The Qinghai–Tibetan Plateau is home to many endemic species. Before the wildlife protection law was implemented in 1989 many wild animals were hunted on the Plateau: 1.5 million wild animal skins, 271,742 wildfowl and 2.6 million t of game meat were sold between 1965 and 1975. A further 2.9 million wild animal skins, 60,559 wildfowl and 2.1 million t of game meat entered domestic markets from 1976 to 1985. Hunting was banned nationwide and all sporting firearms were required to be surrendered to the police in 1994. Thus, at present there is no legal hunting permitted in China except in a few approved hunting grounds where artificially bred hare, pheasants and deer are released for recreational hunting. However, international trophy hunting had previously been permitted because hunters harvested a limited number of wild animals and paid a high trophy fee. For example, in the early 1980s it cost USD 45 to hunt a blue sheep as game meat for sale on the international market but the fee paid by a foreign hunter to hunt a blue sheep as a trophy animal was USD 5,900, plus service and conservation fees. Trophy hunting resulted in reduced hunting pressure on ungulates inhabiting the Plateau while simultaneously generating funds for conservation management and pasture compensation for indigenous herdsmen. Furthermore, herdsmen began to care about the blue sheep because their value to international trophy hunters translated into revenue for the local economy.
Opinion was sharply divided in the debate about the reopening of trophy hunting. Those in favour argued that hunting is widely practised internationally as a management tool to regulate wild animal populations and as a mechanism to generate revenue that is channelled back into local economies and resource management. Principles of conservation and sustainable use of wild animal resources are embodied in CITES and national laws. Experience of trophy hunting in Australia, North America, southern Africa and Mongolia has demonstrated that trophy hunting can achieve successful protection of wild animals and their habitats, create an effective funding base for conservation management, improve local livelihoods and stimulate participation of indigenous peoples.

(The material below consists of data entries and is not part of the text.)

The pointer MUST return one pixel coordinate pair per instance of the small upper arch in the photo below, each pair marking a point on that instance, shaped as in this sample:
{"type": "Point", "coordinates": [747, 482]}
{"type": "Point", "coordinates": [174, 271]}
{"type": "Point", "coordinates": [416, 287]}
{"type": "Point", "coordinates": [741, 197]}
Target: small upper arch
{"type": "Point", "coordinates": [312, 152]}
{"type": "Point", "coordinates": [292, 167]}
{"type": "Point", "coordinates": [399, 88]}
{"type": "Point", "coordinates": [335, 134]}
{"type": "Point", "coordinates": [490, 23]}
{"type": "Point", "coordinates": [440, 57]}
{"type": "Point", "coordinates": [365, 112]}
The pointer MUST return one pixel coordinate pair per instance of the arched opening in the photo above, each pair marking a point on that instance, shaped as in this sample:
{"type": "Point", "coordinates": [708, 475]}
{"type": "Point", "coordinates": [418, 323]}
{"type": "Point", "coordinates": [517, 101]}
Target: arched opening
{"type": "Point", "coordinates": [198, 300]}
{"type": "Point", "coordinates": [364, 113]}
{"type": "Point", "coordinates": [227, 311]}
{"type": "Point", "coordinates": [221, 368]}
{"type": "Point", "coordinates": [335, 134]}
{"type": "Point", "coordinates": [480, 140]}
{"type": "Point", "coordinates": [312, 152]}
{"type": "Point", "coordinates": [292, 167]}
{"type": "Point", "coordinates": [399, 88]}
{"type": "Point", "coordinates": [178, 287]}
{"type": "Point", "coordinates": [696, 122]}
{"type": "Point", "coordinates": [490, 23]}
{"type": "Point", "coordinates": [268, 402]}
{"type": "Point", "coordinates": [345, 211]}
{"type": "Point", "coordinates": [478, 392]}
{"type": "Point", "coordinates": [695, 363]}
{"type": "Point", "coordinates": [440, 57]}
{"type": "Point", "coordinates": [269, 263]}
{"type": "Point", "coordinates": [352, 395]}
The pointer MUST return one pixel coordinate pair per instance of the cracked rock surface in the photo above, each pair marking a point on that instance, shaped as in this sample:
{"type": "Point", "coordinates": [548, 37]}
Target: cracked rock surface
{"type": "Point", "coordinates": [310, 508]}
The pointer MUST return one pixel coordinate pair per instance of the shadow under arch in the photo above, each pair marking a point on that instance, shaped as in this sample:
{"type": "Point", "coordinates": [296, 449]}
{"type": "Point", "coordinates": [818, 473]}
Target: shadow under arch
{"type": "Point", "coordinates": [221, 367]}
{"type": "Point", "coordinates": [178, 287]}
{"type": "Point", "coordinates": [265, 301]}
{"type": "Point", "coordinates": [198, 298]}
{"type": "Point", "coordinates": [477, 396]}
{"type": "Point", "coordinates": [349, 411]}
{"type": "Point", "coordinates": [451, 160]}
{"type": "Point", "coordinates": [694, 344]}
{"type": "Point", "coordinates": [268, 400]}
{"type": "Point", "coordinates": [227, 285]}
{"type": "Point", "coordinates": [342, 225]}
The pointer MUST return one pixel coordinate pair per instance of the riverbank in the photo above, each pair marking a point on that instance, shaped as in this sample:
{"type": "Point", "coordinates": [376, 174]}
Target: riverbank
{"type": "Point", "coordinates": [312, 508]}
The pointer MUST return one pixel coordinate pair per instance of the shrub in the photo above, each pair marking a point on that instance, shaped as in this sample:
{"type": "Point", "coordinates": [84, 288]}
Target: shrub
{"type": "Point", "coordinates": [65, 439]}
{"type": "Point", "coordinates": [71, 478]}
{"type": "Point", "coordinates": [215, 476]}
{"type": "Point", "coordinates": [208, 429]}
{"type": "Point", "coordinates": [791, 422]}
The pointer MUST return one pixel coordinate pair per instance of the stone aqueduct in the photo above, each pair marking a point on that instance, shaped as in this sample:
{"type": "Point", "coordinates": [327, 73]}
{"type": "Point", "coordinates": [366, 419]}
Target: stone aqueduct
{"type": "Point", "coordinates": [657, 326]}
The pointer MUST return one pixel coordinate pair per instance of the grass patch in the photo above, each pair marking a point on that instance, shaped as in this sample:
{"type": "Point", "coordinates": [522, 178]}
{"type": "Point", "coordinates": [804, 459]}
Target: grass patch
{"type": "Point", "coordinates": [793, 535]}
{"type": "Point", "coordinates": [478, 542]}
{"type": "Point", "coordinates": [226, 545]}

On the other hand those against were ideologically opposed to any animal being killed for any reason. This group of people formed an alliance to oppose the reopening of trophy hunting. In wide discussion on the internet it was clear that many people either did not believe the results of recent censuses in Dulan International Hunting Ground, which indicate that the populations of blue sheep and Tibetan gazelle are rebounding, or were sceptical that funds generated from trophy hunting would be allocated for conservation.
In the event, however, on 5 September 2011 the two travel agencies in Beijing withdrew their trophy hunting applications to the State Forestry Administration because ‘their foreign clients could not make the trophy hunting trip within the time constraints’. Thus trophy hunting in China remains banned.